Jakość powłoki antyodbiciowej soczewek obiektywów zasługuje na duże uznanie: pomimo jedenastoskładnikowej budowy (22 powierzchnie szkło-powietrze!) Ultron 21/1.8 wyróżnia się wysokim kontrastem obrazu i doskonałym odwzorowaniem kolorów. Pomiar widma transmisyjnego wykazał, że obiektyw rzeczywiście posiada wysokiej jakości powłokę, która zapewnia płynny profil transmisji w zakresie od 430 nm do 700 nm, co praktycznie obejmuje cały zakres czułości spektralnej konwencjonalnej matrycy RGB (~410-650 nm). Aby uzyskać krzywiznę o takim kształcie, potrzeba 4-5 warstw powłoki, co sprawia, że produkcja optyki soczewkowej jest droższa niż soczewek o tej samej złożoności, ale z dwiema lub trzema warstwami powłoki, około dwa razy. Należy zauważyć, że profil widma jest pozbawiony wyraźnych szczytów lub spadków, co pozytywnie wpływa na odwzorowanie kolorów obiektywu. Charakterystyczna absorpcja występuje tylko w fioletowym obszarze widma, zarówno ze względu na właściwości powłoki (słabe odbicie fioletu), jak i gęstość optyczną materiałów soczewek obiektywu.

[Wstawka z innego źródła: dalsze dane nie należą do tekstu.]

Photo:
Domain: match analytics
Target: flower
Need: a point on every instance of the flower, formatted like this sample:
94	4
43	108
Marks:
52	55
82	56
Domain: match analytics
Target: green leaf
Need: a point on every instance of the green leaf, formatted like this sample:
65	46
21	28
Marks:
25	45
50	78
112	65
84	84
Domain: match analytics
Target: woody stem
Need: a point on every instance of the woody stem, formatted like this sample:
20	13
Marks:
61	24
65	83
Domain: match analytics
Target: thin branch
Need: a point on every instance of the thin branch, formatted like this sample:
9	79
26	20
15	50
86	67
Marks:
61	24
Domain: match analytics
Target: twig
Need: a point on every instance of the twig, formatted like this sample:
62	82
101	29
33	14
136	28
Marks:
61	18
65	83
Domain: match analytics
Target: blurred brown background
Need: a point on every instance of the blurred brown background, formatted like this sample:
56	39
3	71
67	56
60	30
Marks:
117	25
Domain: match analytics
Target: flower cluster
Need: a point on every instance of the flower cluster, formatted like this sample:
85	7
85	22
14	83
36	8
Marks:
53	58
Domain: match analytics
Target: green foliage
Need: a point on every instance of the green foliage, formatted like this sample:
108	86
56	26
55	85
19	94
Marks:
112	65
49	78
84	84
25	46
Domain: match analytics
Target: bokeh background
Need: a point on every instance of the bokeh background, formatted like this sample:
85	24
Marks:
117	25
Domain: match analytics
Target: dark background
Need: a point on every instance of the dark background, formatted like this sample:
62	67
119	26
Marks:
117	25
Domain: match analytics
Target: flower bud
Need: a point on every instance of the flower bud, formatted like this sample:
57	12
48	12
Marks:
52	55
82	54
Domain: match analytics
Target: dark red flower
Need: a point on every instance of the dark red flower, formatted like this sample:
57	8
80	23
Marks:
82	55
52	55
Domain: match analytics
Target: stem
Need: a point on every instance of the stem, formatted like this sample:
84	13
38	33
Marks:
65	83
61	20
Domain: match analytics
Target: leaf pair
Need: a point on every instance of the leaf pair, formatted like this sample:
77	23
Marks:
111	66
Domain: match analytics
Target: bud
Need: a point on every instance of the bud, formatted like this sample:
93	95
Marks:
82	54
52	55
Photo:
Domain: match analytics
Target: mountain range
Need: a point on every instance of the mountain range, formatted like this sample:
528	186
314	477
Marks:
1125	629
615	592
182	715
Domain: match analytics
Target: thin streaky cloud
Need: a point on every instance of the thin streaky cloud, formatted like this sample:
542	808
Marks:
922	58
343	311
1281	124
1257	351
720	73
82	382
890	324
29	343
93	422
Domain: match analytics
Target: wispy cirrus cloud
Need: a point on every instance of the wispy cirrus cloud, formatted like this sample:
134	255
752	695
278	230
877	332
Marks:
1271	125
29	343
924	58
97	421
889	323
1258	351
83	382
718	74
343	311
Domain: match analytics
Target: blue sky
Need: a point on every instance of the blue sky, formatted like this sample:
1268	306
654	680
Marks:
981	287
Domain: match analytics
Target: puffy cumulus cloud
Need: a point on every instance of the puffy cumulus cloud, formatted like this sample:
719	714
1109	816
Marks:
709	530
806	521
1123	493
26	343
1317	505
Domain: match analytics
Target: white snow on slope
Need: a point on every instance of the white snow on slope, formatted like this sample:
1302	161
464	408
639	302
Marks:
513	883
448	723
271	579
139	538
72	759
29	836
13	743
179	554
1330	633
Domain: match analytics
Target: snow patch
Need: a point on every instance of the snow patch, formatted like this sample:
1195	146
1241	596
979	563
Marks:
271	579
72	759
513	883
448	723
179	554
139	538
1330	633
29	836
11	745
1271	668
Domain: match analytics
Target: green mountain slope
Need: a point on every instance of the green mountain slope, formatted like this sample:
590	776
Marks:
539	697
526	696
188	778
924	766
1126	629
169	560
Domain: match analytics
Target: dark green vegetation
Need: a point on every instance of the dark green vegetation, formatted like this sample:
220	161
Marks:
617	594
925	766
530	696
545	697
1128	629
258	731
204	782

Rozmiar źrenicy Ultrona 21/1.8 wystarcza do uzyskania wyraźnego rozmycia tła w wielu sytuacjach. Dzięki dobrej korekcji aberracji Ultron 21/1.8 ma miękki, równy bokeh z wyraźnymi krążkami, które na brzegu kadru zamieniają się w „cytryny”. Tym obiektywem całkiem ciekawie robi się portrety, bawiąc się perspektywą na rzecz efektu "obecności" i geometrycznych akcentów. Obiektyw zdecydowanie nadaje się do fotografii krajobrazu, architektury, fotografii wnętrz i nie tylko fotografii wnętrz, ale także fotografii portretowej.
Poniżej przedstawiono przykładowe zdjęcia wykonane pełnoklatkowym aparatem bezlusterkowym. Sony A7.
odkrycia
Voigtländer Ultron 21/1.8 to znakomity obiektyw o atrakcyjnych parametrach, przemyślanym wykonaniu i wysokiej jakości optycznej. Doskonała opcja dla perfekcjonistów wśród koneserów optyki o dużej aperturze. Daleko od ideału dla miłośników kompaktowych obiektywów.
Znajdziesz więcej recenzji od czytelników Radozhiva tutaj.